VPN allows secure connections from cluster pods and service to/from an external network based on WireGuard (https://www.wireguard.com). Ridge automatically takes care of VPN provisioning, so all you need to define is the local network and Ridge does the rest.

This document describes how to create and manage a VPN connection.
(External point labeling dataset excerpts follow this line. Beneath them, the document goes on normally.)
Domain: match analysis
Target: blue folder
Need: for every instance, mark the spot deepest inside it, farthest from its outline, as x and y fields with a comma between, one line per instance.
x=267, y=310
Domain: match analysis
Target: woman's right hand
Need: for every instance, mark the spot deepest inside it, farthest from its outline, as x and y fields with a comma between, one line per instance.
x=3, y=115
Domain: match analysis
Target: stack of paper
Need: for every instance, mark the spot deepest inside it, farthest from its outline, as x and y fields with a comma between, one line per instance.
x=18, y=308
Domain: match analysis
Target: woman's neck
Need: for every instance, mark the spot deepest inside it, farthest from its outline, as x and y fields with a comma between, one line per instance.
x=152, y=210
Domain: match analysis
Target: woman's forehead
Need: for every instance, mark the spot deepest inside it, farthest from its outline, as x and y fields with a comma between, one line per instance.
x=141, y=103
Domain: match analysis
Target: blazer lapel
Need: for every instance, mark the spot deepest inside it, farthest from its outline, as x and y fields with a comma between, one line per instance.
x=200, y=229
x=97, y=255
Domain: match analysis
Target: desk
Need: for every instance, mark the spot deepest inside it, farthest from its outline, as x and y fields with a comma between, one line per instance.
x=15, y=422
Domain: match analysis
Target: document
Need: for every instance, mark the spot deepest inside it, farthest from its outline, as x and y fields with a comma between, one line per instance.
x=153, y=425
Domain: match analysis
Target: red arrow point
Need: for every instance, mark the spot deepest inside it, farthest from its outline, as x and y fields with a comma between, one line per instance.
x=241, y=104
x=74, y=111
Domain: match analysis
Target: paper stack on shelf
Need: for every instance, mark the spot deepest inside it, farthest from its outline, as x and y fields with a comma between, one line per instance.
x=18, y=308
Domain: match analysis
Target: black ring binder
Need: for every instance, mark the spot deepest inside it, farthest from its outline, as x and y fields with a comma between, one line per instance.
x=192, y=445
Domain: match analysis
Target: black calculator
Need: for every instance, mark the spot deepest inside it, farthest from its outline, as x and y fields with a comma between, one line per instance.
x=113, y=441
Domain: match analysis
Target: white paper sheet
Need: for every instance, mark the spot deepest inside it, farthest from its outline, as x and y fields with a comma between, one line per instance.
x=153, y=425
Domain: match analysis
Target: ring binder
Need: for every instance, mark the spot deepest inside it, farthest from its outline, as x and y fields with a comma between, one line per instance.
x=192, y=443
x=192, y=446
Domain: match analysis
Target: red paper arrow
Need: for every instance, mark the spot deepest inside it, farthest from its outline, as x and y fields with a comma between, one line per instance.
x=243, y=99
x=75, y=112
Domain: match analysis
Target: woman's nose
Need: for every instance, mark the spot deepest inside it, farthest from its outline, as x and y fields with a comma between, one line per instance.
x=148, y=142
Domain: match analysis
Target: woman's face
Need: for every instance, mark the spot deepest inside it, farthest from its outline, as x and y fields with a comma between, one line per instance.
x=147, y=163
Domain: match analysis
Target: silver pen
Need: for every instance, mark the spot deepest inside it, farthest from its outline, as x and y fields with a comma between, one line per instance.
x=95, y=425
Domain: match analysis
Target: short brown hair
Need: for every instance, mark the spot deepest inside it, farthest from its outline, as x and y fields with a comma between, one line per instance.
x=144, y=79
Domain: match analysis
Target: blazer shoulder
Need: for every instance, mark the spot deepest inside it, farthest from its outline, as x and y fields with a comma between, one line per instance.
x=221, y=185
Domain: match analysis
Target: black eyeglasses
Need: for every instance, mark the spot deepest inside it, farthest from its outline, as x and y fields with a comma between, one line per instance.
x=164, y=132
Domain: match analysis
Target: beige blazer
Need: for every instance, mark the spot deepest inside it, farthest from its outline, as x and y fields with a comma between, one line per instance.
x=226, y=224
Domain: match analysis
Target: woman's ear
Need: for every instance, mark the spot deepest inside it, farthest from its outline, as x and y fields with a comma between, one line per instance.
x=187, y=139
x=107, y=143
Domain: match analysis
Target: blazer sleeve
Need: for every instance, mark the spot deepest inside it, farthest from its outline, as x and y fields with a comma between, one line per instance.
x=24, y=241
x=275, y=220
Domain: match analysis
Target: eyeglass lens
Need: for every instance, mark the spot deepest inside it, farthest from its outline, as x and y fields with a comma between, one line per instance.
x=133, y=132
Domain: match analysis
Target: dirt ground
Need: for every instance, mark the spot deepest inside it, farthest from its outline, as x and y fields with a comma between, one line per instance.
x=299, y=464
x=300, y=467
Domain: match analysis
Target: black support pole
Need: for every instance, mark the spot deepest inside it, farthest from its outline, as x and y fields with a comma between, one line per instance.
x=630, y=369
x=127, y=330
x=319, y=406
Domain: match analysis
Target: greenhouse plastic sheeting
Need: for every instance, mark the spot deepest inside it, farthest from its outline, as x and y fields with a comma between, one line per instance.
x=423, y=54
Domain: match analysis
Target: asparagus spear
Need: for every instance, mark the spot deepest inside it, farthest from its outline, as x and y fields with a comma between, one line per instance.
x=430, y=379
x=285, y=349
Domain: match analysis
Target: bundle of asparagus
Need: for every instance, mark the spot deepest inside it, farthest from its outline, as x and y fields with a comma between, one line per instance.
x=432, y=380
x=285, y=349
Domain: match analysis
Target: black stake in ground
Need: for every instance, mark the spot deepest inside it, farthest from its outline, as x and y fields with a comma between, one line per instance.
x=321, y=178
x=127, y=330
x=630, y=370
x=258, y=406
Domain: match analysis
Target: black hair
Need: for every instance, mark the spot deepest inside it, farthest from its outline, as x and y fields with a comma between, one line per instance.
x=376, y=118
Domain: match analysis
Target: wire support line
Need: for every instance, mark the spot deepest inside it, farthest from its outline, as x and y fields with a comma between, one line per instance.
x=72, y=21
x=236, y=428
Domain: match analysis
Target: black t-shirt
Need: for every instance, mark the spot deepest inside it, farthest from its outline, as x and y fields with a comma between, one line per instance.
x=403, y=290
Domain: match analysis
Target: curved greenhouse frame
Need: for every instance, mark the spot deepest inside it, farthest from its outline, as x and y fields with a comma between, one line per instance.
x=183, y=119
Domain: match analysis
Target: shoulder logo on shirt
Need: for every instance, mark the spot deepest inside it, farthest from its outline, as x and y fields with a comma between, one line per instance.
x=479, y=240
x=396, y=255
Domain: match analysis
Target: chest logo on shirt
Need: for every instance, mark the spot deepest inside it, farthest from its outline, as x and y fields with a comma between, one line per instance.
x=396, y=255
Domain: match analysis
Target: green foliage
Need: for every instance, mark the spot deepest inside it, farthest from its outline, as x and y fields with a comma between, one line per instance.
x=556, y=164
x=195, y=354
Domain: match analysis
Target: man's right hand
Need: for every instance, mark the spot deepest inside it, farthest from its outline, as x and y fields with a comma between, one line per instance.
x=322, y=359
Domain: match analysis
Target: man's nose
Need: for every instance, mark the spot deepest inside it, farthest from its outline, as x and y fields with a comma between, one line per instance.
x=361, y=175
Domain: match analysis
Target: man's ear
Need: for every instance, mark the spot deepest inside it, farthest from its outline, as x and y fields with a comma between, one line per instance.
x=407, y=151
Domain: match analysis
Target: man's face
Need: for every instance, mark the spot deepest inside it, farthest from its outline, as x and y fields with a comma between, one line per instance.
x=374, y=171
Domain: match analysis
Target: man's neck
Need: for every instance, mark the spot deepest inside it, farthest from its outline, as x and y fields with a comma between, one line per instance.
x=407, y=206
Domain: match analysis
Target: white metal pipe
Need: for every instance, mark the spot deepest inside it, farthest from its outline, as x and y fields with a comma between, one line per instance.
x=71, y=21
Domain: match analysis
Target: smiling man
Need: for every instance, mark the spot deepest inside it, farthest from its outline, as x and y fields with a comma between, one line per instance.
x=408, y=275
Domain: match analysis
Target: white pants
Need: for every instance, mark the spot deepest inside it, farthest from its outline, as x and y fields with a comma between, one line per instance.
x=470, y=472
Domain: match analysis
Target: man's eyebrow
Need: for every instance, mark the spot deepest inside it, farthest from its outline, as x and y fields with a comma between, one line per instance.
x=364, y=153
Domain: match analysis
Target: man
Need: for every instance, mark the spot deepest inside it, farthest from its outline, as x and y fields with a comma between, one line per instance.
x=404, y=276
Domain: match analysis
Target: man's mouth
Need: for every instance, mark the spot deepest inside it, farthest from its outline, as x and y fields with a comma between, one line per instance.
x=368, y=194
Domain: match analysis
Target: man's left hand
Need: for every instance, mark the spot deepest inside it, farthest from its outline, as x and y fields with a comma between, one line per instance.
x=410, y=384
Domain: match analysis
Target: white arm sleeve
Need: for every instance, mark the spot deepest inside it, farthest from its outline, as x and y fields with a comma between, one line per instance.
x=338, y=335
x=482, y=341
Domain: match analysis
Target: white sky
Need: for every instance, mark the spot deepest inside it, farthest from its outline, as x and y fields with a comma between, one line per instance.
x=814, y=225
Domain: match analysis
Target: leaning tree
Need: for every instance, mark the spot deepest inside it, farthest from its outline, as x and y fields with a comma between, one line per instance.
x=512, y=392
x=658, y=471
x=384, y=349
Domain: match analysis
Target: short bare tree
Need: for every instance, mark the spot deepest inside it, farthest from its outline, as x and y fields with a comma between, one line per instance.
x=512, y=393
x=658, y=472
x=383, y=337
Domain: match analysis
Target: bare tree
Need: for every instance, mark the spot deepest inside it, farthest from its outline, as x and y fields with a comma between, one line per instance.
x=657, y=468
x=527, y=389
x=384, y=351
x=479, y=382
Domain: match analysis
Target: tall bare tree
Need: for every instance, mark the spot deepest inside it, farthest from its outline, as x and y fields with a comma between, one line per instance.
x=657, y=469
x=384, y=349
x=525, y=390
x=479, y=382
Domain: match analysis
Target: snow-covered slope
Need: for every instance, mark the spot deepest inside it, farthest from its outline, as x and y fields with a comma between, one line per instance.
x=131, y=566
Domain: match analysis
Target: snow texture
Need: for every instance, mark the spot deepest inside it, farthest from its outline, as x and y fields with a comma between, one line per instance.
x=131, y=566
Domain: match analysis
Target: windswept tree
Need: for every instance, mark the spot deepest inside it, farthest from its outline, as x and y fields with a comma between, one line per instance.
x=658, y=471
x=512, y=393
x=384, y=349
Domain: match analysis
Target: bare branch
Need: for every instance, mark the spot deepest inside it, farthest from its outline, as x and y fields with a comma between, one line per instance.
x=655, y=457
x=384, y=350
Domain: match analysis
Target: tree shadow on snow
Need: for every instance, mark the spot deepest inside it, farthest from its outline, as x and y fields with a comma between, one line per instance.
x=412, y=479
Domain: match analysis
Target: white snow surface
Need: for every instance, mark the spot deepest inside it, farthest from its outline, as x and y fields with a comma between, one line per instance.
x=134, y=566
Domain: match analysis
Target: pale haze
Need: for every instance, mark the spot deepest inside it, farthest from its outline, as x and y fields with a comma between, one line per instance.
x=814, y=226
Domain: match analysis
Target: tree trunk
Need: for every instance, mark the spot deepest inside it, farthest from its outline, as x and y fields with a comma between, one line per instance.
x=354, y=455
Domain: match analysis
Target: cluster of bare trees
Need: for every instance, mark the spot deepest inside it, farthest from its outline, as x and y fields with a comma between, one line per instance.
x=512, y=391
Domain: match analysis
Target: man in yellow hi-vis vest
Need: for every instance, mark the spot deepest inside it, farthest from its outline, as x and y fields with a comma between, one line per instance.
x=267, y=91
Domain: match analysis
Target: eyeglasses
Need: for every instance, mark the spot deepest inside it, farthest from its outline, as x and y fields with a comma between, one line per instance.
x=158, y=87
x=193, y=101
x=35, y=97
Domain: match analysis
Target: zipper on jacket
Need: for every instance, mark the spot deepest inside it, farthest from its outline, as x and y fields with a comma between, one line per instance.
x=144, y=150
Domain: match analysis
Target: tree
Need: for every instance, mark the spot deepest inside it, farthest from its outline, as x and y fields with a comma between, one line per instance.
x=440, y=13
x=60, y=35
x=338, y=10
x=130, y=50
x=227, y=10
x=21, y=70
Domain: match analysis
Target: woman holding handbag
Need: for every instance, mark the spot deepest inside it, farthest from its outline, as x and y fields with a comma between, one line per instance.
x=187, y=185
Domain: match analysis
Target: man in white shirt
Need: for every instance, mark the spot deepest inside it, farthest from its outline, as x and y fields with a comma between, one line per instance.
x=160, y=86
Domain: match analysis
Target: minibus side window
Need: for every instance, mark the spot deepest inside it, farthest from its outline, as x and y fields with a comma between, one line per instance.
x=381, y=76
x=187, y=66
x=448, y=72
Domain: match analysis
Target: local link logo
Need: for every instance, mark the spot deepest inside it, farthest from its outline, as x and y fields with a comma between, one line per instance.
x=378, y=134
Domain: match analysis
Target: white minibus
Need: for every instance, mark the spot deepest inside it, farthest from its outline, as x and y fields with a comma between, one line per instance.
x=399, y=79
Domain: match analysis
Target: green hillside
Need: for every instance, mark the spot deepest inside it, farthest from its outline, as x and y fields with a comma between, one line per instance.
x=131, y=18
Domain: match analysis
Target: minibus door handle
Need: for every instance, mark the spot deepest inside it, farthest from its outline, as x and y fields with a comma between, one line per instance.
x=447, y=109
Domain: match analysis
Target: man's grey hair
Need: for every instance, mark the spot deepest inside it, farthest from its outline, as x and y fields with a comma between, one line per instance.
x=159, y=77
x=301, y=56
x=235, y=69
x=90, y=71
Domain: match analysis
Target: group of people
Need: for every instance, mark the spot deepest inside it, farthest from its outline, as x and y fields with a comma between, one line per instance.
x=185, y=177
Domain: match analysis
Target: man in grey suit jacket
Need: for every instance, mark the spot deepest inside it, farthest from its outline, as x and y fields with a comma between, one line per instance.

Note: some locations do not support this feature. you may find an indication of VPN support in the data center list page

Creating a VPN

On a running cluster choose the VPN tab and press "Add VPN", this will open the VPN pane.

vpn Configure the following properties:

  • Name - the display name of the VPN
  • WireGuard Public Key - create a private and public keys as described in https://www.wireguard.com/quickstart/#key-generation and paste the public key here
  • Local Networks - the CIDR of the network that you want to connect to the cluster

Press Create and Ridge will install and configure the VPN endpoint.

Copy or download the WireGuard configuration.

Replace <<CLIENT PRIVATE KEY>> with the private key you generated in previous steps

vpn-properties

Configure the WireGuard client

  • You will need to install WireGuard , you can find the installation guide here https://www.wireguard.com/install/
  • Save the WireGuard configuration under /etc/wireguard/wg0.conf
  • Launch the VPN client by running sudo wg-quick up wg0 and you are good to go

Notes:

  • Launching the VPN client before VPN is running may cause it to fail
  • To verify that the connection is established, run sudo wg . The connection was successfully established if you see under the peer section of your endpoint:
    • latest handshake
    • transfer, where received and sent are higher than 0

    for instance:

    Copy
    Copied
    interface: wg2
public key: mp4habOWQBfpDHuA7QDIM8G5zUeruf8OhUSjplRFEgk=
private key: (hidden)
listening port: 34494

peer: ir3z2m//ooDV7PDQnssgTilHJKjJ8OGlb9MY5TSfD2o=
endpoint: 141.226.188.132:51820
allowed ips: 172.28.0.0/16, 10.96.0.0/12
latest handshake: 1 second ago
transfer: 92 B received, 180 B sent
persistent keepalive: every 25 seconds

Configure the VPN

You can always change a running VPN name or local network properties by editing the VPN, click the pencil on your VPN

vpn-update

Deleting the VPN

On the “Update VPN” page, select Properties → Delete and confirm the deletion.